Gue angkat bicara, “Kim, gue juga pernah di posisi lu. Gue pernah deket dengan sahabat cewek selama 3 tahun lebih. Kami cerita bareng, ketawa bareng, bahkan dia pernah cerita sambil nangis ke gue. Selama itu juga kami sama-sama memendam perasaan.”
“Jadi lu tau kan posisi gue, Ky.”
Gue mengangguk, “Iyap gue tau. Tapi pada akhirnya kami berani buat saling meninggalkan.”
“Iya, Kim. Lu juga harus berani buat ngambil keputusan.” Tegas Dhey.
Hakim mengangguk dan kemudian kami mengganti topik pembicaraan.
Mendengar cerita dari Hakim, gue sempet flashback ke masa lalu. Gue terjebak dengan friendzone. Tapi bedanya, waktu itu gue ungkapin perasaan gue ke dia, namanya Reni. Hingga akhirnya kami pacaran. Mungkin harapan kami waktu itu kami bakal memiliki hubungan yang lebih baik. Tapi disini lah sebenarnya awal persahabatan kami berakhir. Kami sama-sama gak ngerasain kenyamanan yang pernah kami rasakan selama bersahabat. Gak butuh lama buat kami menyadari ke-tidak nyamanan itu. Dengan mengorbankan persahabatan kami selama lebih 3 tahun, akhirnya kami hanya di bayar dengan pacaran selama 7 hari!
Gue sempet nyesel pernah ngungkapin perasaan itu. Karena setelah kejadian itu, gak ada lagi cerita-cerita di antara kami seperti sebelumnya. Kami udah canggung buat cerita-cerita. Seiring waktu berjalan, kami juga sama-sama berjalan untuk saling meninggalkan. Gue juga sadar, sesungguhnya pacaran dengan sahabat itu bukan satu-satunya jalan terbaik. Terkadang itu malah menjadi boomerang hubungan dari persahabatan.
Hingga sekarang gue tetep gak ngerasain lagi persahabatan kami dulu.

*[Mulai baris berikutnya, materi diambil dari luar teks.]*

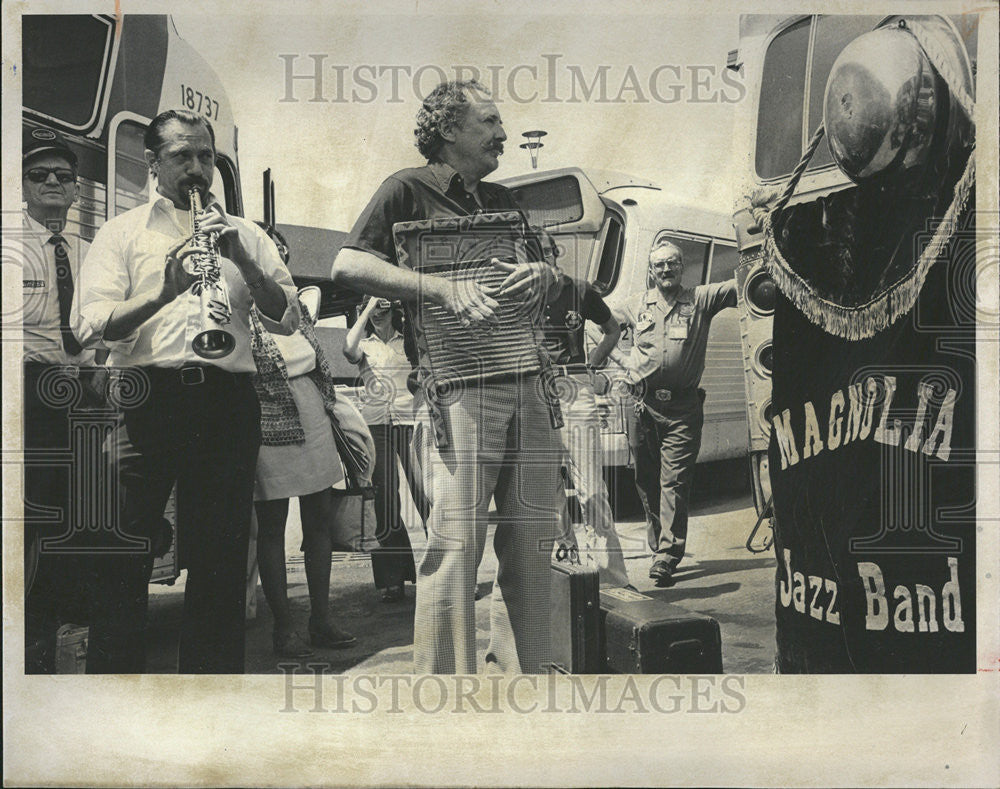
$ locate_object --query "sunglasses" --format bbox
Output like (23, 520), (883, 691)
(24, 167), (76, 184)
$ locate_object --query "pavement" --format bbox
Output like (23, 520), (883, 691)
(147, 461), (775, 674)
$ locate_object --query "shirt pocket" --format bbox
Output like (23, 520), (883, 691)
(634, 321), (657, 348)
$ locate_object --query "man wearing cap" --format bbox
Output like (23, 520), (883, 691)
(74, 110), (299, 674)
(333, 81), (561, 674)
(624, 238), (736, 586)
(20, 127), (103, 673)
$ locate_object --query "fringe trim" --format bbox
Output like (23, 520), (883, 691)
(750, 148), (976, 341)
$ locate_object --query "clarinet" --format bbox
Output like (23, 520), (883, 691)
(188, 187), (236, 359)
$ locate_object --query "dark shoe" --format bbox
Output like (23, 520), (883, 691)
(649, 559), (674, 586)
(382, 584), (406, 603)
(309, 625), (358, 649)
(273, 630), (316, 658)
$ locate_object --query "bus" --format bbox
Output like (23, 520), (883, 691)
(727, 14), (978, 514)
(21, 14), (243, 583)
(729, 11), (976, 674)
(501, 167), (747, 496)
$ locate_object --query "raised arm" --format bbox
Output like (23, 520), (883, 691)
(344, 298), (378, 364)
(331, 247), (500, 326)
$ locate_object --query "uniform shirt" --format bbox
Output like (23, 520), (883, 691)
(20, 212), (94, 365)
(358, 332), (413, 425)
(624, 280), (736, 390)
(544, 277), (611, 364)
(73, 195), (299, 373)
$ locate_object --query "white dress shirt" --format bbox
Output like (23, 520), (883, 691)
(20, 211), (94, 365)
(73, 195), (300, 373)
(357, 332), (413, 425)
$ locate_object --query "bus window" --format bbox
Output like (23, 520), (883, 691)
(804, 15), (882, 170)
(650, 233), (709, 288)
(112, 121), (149, 216)
(592, 214), (625, 295)
(21, 14), (114, 131)
(756, 18), (810, 179)
(708, 241), (740, 282)
(756, 14), (883, 179)
(514, 175), (583, 227)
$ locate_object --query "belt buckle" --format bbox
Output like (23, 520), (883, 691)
(181, 365), (205, 386)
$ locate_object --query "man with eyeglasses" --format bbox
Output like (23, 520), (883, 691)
(624, 237), (736, 586)
(20, 127), (103, 673)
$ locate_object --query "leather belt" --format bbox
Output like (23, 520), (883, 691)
(645, 386), (698, 403)
(141, 364), (251, 386)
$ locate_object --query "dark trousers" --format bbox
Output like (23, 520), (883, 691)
(87, 368), (260, 674)
(22, 362), (77, 674)
(369, 425), (430, 589)
(629, 389), (705, 568)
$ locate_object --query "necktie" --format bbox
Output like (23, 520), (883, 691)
(49, 233), (83, 356)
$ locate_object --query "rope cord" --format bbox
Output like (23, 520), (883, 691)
(750, 18), (976, 340)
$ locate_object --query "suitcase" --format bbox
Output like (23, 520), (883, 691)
(600, 589), (722, 674)
(56, 625), (90, 674)
(550, 562), (602, 674)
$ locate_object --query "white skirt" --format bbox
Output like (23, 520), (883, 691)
(253, 375), (344, 501)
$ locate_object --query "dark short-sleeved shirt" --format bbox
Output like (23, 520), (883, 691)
(624, 280), (736, 390)
(344, 162), (519, 266)
(545, 277), (611, 364)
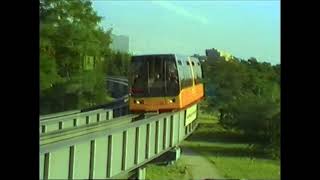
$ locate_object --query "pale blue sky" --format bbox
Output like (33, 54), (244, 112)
(93, 0), (280, 64)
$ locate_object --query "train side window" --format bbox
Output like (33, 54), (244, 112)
(165, 60), (179, 96)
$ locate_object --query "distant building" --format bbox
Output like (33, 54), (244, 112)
(206, 48), (234, 61)
(110, 34), (129, 53)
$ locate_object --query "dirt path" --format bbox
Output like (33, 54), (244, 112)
(180, 147), (224, 180)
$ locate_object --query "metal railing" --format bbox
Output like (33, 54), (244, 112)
(40, 105), (196, 179)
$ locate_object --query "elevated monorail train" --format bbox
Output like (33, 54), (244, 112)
(128, 54), (204, 113)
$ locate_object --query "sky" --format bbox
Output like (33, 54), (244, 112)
(92, 0), (280, 64)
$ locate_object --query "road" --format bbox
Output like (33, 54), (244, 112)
(180, 147), (224, 180)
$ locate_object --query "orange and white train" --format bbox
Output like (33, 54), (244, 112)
(128, 54), (204, 113)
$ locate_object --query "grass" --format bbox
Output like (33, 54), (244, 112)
(146, 160), (191, 180)
(182, 112), (280, 179)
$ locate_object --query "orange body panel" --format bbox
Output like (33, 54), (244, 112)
(129, 84), (204, 112)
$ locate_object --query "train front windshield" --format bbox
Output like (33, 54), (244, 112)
(129, 55), (179, 97)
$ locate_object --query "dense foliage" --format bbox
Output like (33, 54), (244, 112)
(39, 0), (130, 114)
(203, 50), (280, 157)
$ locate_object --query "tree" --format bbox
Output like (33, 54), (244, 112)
(39, 0), (111, 112)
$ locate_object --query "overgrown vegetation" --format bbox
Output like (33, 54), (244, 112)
(39, 0), (130, 114)
(202, 49), (281, 158)
(182, 113), (280, 179)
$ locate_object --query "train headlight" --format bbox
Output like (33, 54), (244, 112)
(134, 100), (143, 104)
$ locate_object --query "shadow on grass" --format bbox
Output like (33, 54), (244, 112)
(183, 144), (270, 159)
(182, 123), (272, 159)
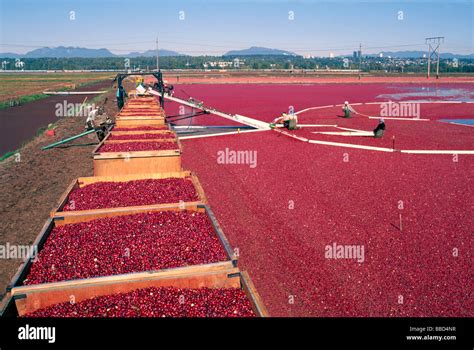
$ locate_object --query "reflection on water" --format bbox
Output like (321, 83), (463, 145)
(377, 86), (474, 102)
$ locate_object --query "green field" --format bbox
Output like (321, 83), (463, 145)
(0, 72), (115, 104)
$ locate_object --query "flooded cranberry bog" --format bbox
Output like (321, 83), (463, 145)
(0, 81), (474, 317)
(166, 82), (474, 317)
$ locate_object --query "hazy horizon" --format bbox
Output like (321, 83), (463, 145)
(0, 0), (474, 56)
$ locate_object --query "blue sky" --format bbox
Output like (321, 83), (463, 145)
(0, 0), (474, 56)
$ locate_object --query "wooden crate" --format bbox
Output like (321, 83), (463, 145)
(92, 139), (182, 176)
(102, 131), (178, 143)
(50, 171), (208, 226)
(9, 265), (269, 317)
(111, 129), (176, 137)
(7, 205), (252, 315)
(115, 117), (165, 128)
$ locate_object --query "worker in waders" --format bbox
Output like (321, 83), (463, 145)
(117, 85), (126, 110)
(374, 119), (385, 139)
(270, 113), (298, 130)
(342, 101), (355, 118)
(84, 107), (104, 130)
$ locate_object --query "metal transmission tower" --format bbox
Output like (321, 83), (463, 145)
(425, 36), (444, 79)
(156, 37), (160, 71)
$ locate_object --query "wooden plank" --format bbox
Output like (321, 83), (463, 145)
(53, 201), (201, 226)
(51, 171), (208, 224)
(191, 173), (208, 204)
(12, 263), (240, 316)
(111, 129), (176, 135)
(107, 135), (178, 143)
(115, 114), (165, 121)
(240, 271), (270, 317)
(93, 148), (181, 160)
(115, 119), (165, 128)
(77, 170), (192, 187)
(94, 154), (182, 176)
(203, 205), (238, 266)
(49, 179), (79, 217)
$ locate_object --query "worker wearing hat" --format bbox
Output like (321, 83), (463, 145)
(374, 118), (385, 138)
(342, 101), (355, 118)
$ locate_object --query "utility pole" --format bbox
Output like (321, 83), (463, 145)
(425, 36), (444, 79)
(359, 43), (362, 80)
(156, 36), (160, 71)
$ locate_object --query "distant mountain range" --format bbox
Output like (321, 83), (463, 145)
(222, 46), (300, 56)
(362, 51), (474, 59)
(0, 46), (474, 59)
(0, 46), (182, 58)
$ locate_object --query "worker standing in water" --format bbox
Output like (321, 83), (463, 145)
(270, 113), (298, 130)
(374, 119), (385, 138)
(117, 85), (126, 110)
(342, 101), (355, 118)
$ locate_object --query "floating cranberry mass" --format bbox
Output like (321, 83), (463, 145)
(63, 177), (199, 211)
(25, 287), (255, 317)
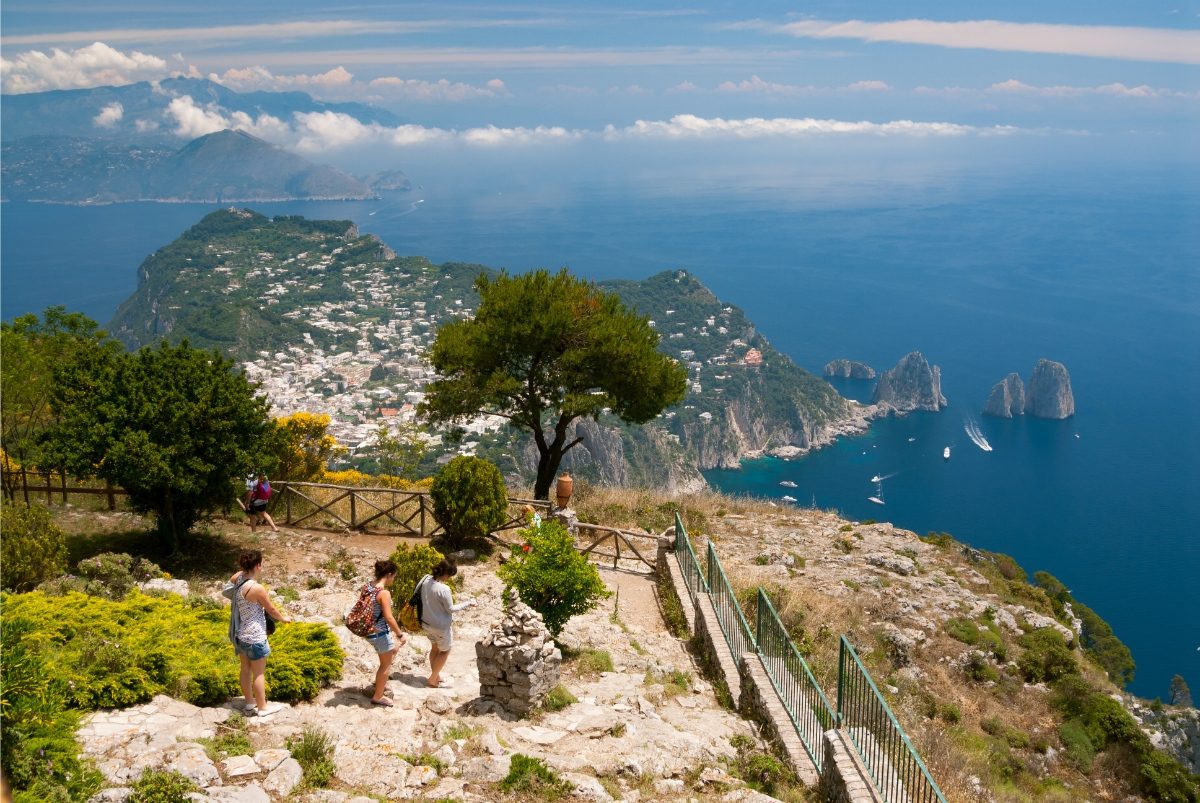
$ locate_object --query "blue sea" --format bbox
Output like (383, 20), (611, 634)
(0, 158), (1200, 697)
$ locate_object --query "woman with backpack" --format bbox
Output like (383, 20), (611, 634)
(416, 559), (475, 689)
(361, 561), (407, 706)
(223, 550), (292, 717)
(246, 474), (280, 533)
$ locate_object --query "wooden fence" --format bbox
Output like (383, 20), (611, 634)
(0, 468), (673, 571)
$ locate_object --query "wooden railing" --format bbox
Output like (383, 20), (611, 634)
(0, 466), (128, 510)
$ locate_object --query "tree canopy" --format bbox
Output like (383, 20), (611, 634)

Dia udah gak pernah cerita tentang kehidupan dia, sebaliknya juga dengan gue. Paling kalo kami lagi ada waktu buat cerita-cerita, kami hanya cerita sebagian kecil tentang kehidupan kami. Yang pasti, gak kayak dulu. Sekarang gue udah gak nyesel pernah ngungkapin perasaan itu. Dengan saling tau tentang perasaan kami itu udah cukup bagi gue. Walaupun rasa itu kini telah hilang.
Gue mau tutup cerita ini dengan kata-kata yang pernah gue baca dan gue kutip secara diam-diam dari blog Reni sekitar beberapa tahun lalu..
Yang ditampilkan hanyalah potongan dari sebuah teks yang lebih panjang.